Generated by GPT-5-mini| sulfuric acid | |
|---|---|
| Name | sulfuric acid |
| IUPAC name | sulfuric acid |
| Other names | vitriol, oil of vitriol |
| Chemical formula | H2SO4 |
| Molar mass | 98.079 g·mol−1 |
| Appearance | colorless to slightly yellow viscous liquid |
| Density | 1.84 g·cm−3 (20 °C) |
| Melting point | 10.37 °C |
| Boiling point | 337 °C (decomposes) |
sulfuric acid
Sulfuric acid is a dense inorganic liquid used industrially and studied in chemistry, appearing in contexts such as Haber process, Contact process, Caro's acid research, United Nations Environment Programme assessments, and industrial histories like Industrial Revolution. It is central to discussions in policy documents by organizations including International Energy Agency, World Health Organization, United States Environmental Protection Agency, and corporations such as DuPont, BASF, and Saudi Aramco. Major chemical hubs—Ruhr, Gulf Coast (United States), Persian Gulf facilities—and academic centers like Massachusetts Institute of Technology, University of Cambridge, and ETH Zurich have extensive literature and infrastructure related to large-scale handling and research.
The compound exhibits strong acidic behavior and oxidizing tendencies noted in materials science reports from Royal Society of Chemistry, American Chemical Society, Max Planck Society, National Institute of Standards and Technology, and textbooks used at University of Oxford and University of California, Berkeley. Its hygroscopic nature is discussed in standards by International Organization for Standardization and American National Standards Institute. Corrosion of metals and attack on organic matter feature in engineering analyses by Society of Automotive Engineers, American Society of Mechanical Engineers, and corrosion studies at Fraunhofer Society. Physical parameters such as high dielectric constant and dissociation equilibria are tabulated in works from Handbook of Chemistry and Physics and reports by National Institutes of Health. Thermal decomposition and azeotrope behavior are treated in industrial guides published by European Chemicals Agency and Japanese Chemical Industry Association.
Commercial manufacture is dominated by the Contact process, detailed in process engineering texts used at Imperial College London, University of Tokyo, and by firms like Cargill and Mitsubishi Chemical. Historical methods such as distillation of green vitriol appear in archives of Royal Society proceedings and museum records at Science Museum, London. Modern synthesis involves catalysts like vanadium(V) oxide studied at Max Planck Institute for Coal Research and described in patents filed with European Patent Office and United States Patent and Trademark Office. Byproduct handling and sulfur feedstocks—elemental sulfur from mining operations in Chile, Australia, and United States—are integrated into supply-chain analyses by World Bank and International Monetary Fund reports. Research into alternatives and electrolyte applications is ongoing at Lawrence Berkeley National Laboratory, Oak Ridge National Laboratory, and collaborative projects funded by Horizon 2020.
Uses span fertilizer manufacture in plants like those run by Yara International, CF Industries, and PotashCorp; petroleum refining at refineries such as ExxonMobil and Shell; and battery research at institutions including Stanford University and Toyota Research Institute. It is a reagent in laboratories at Harvard University, California Institute of Technology, and Johns Hopkins University for reactions featured in literature in journals like Nature, Science, and Journal of the American Chemical Society. Sulfuric acid is employed in dye and pigment production involving companies such as Huntsman Corporation and DIC Corporation, and in mineral processing at operations run by Rio Tinto and BHP. Its role in wastewater treatment appears in municipal case studies from New York City, London, and Tokyo.

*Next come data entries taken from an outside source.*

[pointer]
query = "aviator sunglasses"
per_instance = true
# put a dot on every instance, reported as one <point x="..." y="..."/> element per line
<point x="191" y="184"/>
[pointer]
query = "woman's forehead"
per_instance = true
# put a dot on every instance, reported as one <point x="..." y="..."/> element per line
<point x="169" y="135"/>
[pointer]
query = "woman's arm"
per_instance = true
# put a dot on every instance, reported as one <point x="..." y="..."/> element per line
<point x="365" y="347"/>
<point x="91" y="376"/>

Safety protocols and occupational exposure limits are set by agencies like Occupational Safety and Health Administration, European Agency for Safety and Health at Work, and Canadian Centre for Occupational Health and Safety, and implemented in industrial training at Siemens and Honeywell. Environmental impact assessments by United Nations Environment Programme and Environmental Protection Agency address acid deposition, emissions controls, and remediation strategies used by firms such as Veolia and Suez. Toxicological data are compiled by National Toxicology Program and research groups at Karolinska Institute and Mount Sinai Health System. Emergency response and transport regulations are coordinated through International Maritime Organization and U.S. Department of Transportation hazardous materials standards.

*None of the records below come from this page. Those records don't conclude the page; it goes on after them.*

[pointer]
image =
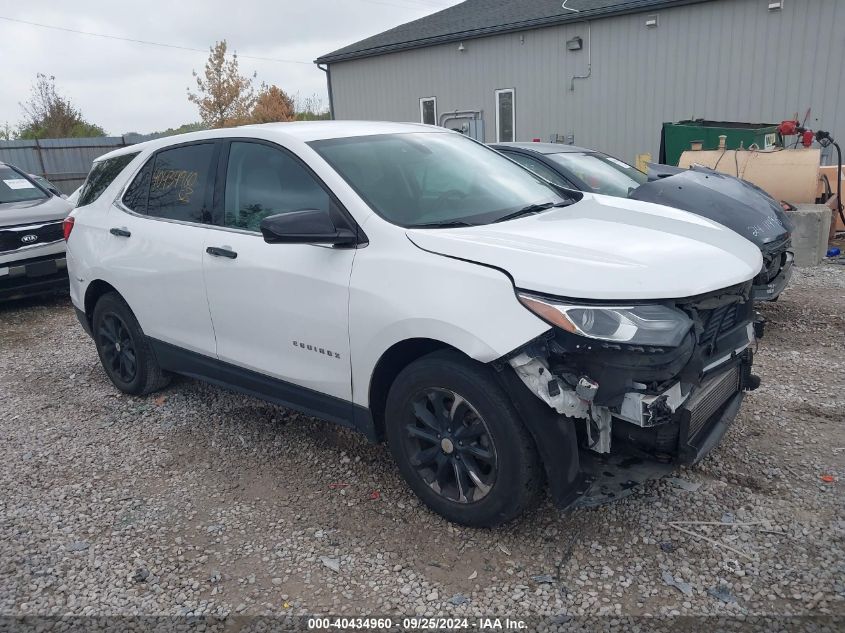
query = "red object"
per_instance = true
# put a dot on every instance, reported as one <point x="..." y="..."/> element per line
<point x="67" y="227"/>
<point x="807" y="138"/>
<point x="794" y="128"/>
<point x="788" y="128"/>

Early commercial use of vitriol is documented in writings linked to figures like Paracelsus and in guild records from Medieval Europe; chemical studies advanced during the work of Antoine Lavoisier and were incorporated into industrialization narratives alongside enterprises in Birmingham and Leipzig. The evolution of large-scale manufacture parallels developments in process engineering at institutions such as Technische Universität Berlin and companies like BASF, with regulatory and environmental milestones tied to events including the Great Smog of London and international agreements influenced by United Nations Framework Convention on Climate Change. Modern research threads connect to laureates and awardees such as recipients of the Nobel Prize in Chemistry whose work impacted catalysis and industrial chemistry.